Close-up view of an Eagle Staff, showing off the painted medicine wheel and otter fur.
The Eagle Staff is made of tamarack, wrapped in deer leather and river otter fur.

The staff is about five feet tall, with a curve at the top. While to some it may look like a shepherd’s crook, the design is a traditional Indigenous one, Mousseau said.

The staff itself is made from a young tamarack tree chosen by Mousseau. Tamarack was traditionally used in many plains tipis and grows naturally straight; this staff has rare twisted fiber growth, which adds unique character. Creating a curve in the staff without splintering or snapping the wood took a careful and lengthy process as he guided the wood into place.

Wrapped around the wood is deer leather near the bottom, and river otter fur along most of the length of the staff. The luxurious fur all came from a single pelt, which Mousseau said was the finest he had ever seen.

In the centre of the curve is a version of the traditional medicine wheel, painted on both sides of a two=sided leather shield. While Mousseau said his traditions would normally call for slightly different colours, he opted for a medicine wheel style that would be inclusive of other Indigenous traditions in the wider region.

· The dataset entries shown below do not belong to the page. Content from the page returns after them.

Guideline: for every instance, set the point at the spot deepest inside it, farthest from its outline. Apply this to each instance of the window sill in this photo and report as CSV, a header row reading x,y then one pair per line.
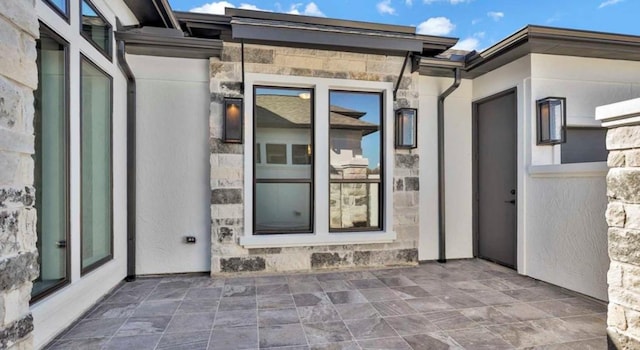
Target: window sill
x,y
594,169
305,240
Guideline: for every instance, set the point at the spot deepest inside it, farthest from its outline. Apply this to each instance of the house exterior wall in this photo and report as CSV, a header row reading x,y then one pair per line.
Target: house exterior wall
x,y
623,219
18,254
57,311
458,168
228,206
172,185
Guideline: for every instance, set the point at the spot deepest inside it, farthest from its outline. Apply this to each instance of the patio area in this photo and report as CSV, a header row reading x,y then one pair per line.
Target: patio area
x,y
466,304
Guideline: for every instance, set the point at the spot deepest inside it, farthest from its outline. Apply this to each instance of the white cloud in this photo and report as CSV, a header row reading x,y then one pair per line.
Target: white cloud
x,y
310,10
495,15
609,3
436,26
384,8
216,7
468,44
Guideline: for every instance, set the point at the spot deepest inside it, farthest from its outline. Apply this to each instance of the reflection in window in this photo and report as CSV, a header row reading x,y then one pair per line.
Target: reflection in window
x,y
95,171
95,28
276,153
355,141
51,176
283,195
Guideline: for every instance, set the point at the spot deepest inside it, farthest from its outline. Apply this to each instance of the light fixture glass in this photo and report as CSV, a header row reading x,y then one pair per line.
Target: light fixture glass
x,y
232,128
551,115
406,122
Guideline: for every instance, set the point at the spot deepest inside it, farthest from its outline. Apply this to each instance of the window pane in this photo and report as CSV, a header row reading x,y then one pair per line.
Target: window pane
x,y
95,28
283,122
95,164
51,170
283,207
584,145
355,140
354,205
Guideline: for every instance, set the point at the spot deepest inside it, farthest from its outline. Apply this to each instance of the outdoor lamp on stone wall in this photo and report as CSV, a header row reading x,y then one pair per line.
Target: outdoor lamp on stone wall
x,y
552,118
232,124
406,128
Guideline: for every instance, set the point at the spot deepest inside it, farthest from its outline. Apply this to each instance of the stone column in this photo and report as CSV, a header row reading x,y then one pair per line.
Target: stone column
x,y
623,218
18,254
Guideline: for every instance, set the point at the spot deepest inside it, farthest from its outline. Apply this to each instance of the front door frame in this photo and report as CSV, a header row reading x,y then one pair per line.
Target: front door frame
x,y
475,167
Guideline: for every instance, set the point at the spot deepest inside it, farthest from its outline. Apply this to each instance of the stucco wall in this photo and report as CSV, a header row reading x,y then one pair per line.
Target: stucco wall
x,y
18,254
172,185
458,169
228,164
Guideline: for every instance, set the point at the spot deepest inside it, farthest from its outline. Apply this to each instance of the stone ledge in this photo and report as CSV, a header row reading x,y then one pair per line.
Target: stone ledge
x,y
15,331
18,269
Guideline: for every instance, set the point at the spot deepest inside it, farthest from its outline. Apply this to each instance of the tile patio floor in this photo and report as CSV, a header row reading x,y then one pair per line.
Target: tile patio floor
x,y
465,304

Five bald eagle feathers are strung from the top of the staff, one for each faculty at Brandon University. The feathers are white, meaning they are from more mature eagles, and they symbolize knowledge and community. Tucked behind the feathers is a medicine bag with tobacco, sage, and cedar and sweet grass inside.

From the side of the staff, a large banner projects out, featuring the Brandon University logo, name, and graphic elements like the chevron on both sides. The logo, a version of the official BU crest, was beaded with incredible attention to detail by Christine Tokohopie, of the BU “beading babes” who leads regular workshops at the BU Indigenous Peoples’ Centre.

Mousseau himself cut out the individual letters one-by-one by hand, and created the chevron from ribbon. Ribbons in the BU colours of blue and gold, as well as white, are also used at the corners of the banner.

Finally, from the side of the banner, 10 bundles of horsehair are attached, representing the history of plains horsemen.

Other elements, like eagle plumes and small, black-tipped feathers, both located on the center shield, were added decoratively, Mousseau said.

After the official presentation to the university, songs were sung to welcome the staff, including a horse giveaway song, which is a song of celebration, sometimes sung at weddings, to symbolize coming together. Everyone present was also invited to step forward and individually greet and welcome the staff.

Mousseau will be on campus later this month for an upcoming session of the BU Teachings House where he will be sharing information about the Eagle Staff’s symbolism and significance in person. The Eagle Staff Teachings House is scheduled for Monday, May 29 from 1:30 – 3 p.m.

The Eagle Staff will be given a place of honour during important BU ceremonies like Convocation. At this year’s Convocation, it will be carried in earliest in the procession, carried by the BU Chancellor, and the Eagle Staff will serve to officially open the proceedings.